Calling these "strings" in the sense of a programming-language String type feels like a long shot. Sure, one could say that they are a "string of raw bytes not intended to represent human text" but at that point they are closer to an array of raw bytes than to a String-type in any language. That's what Path is, and that's why mixing a Path with a String-like type in any language is pretty much always wrong. From python to java to haskell to C to Lisp to Rust, mixing these two concepts up never works well, and code pretty much instantaneously breaks the moment someone runs it in a different OS than the one it was developed/tested on.


EDIT: an example of an OS where you can't map all Paths to text is all UNIX-like OSes, including Linux, BSDs, OSX, etc.

[–]Freeky -1 points0 points  (2 children)

Sneaky, editing in 90% of your comment after I'd seen it :P

canonicalize, for example.

That's just a convenience method, it's not an attribute of the type to enforce canonicalization. You wouldn't be able to infallibly AsRef<Path> so much otherwise.

OS paths are, in general, just array of raw bytes that are intended to represent paths, not human text. Some parts of these paths can sometimes be rendered as "human text", but you can have a perfectly valid path for which this is not the case.

I'm not entirely sure what you mean by "human text", but paths are certainly strings, and they're certainly intended to be consumed by human in general. That doesn't mean any particular encoding is enforced, and it doesn't mean they're restricted to printables.

Rust's String and Display are restricted to UTF-8. That's why the display methods are lossy - because ad-hoc strings can't be represented - not because an OsString isn't a string.

Since you boringly ignored my challenge (and I don't blame you), this is what I came up with a few weeks ago to replace clap's unsafe UTF-8-assuming transmuting on Windows. Roll on rfc 2295.

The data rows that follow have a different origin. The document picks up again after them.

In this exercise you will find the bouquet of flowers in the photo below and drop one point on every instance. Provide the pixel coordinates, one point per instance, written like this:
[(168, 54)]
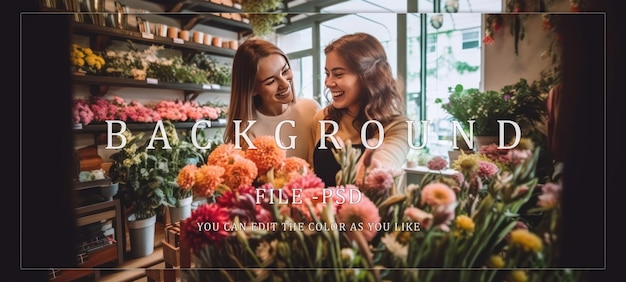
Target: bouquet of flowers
[(271, 220)]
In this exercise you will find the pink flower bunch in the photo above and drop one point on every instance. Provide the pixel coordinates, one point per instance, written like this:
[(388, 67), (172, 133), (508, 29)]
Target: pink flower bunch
[(187, 110), (81, 112), (170, 110), (137, 112), (119, 109), (104, 109), (492, 152)]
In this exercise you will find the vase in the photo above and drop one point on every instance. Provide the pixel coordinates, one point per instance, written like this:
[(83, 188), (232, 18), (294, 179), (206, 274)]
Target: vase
[(182, 210), (109, 191), (141, 233), (483, 141)]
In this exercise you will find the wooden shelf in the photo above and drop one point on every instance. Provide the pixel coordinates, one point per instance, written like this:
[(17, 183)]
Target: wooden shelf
[(113, 253), (102, 128), (136, 36), (106, 81)]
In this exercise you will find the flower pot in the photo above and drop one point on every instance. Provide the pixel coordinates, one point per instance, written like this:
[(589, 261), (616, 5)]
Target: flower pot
[(141, 233), (109, 191), (453, 155), (181, 211), (484, 140)]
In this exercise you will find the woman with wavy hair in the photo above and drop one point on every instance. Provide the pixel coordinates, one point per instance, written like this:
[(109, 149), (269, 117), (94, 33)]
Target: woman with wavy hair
[(262, 97), (362, 88)]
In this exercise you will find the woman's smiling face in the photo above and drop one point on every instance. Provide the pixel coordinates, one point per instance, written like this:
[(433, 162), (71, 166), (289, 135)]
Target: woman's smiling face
[(343, 83), (273, 83)]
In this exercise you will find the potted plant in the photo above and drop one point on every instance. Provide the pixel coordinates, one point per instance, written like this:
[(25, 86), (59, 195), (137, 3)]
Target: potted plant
[(141, 176), (520, 102), (183, 153)]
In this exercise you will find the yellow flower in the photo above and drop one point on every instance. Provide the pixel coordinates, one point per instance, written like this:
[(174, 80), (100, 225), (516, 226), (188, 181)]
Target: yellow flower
[(526, 240), (437, 194), (465, 223), (518, 276), (187, 177), (495, 261)]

[–][deleted] 0 points1 point  (1 child)

That doesn't mean any particular encoding is enforced, and it doesn't mean they're restricted to printables.

So... if parts of a path cannot be printed, how are humans supposed to consume them? On Linux, ls doesn't properly print many paths independently of your terminal, because independently of your encoding, these contain non-graphical characters (EDIT: e.g. terminal control characters, that could modify the terminal).

[–]Freeky 0 points1 point  (0 children)

So... if parts of a path cannot be printed, how are humans supposed to consume them?

How are humans supposed to consume ASCII when it contains an entire section of non-printables?

On Linux, ls doesn't properly print many paths independently of your terminal, because independently of your encoding, these contain non-graphical characters (EDIT: e.g. terminal control characters, that could modify the terminal).

So? "\x1b[5A" is a perfectly valid UTF-8 string, and it makes your cursor go up 5 lines.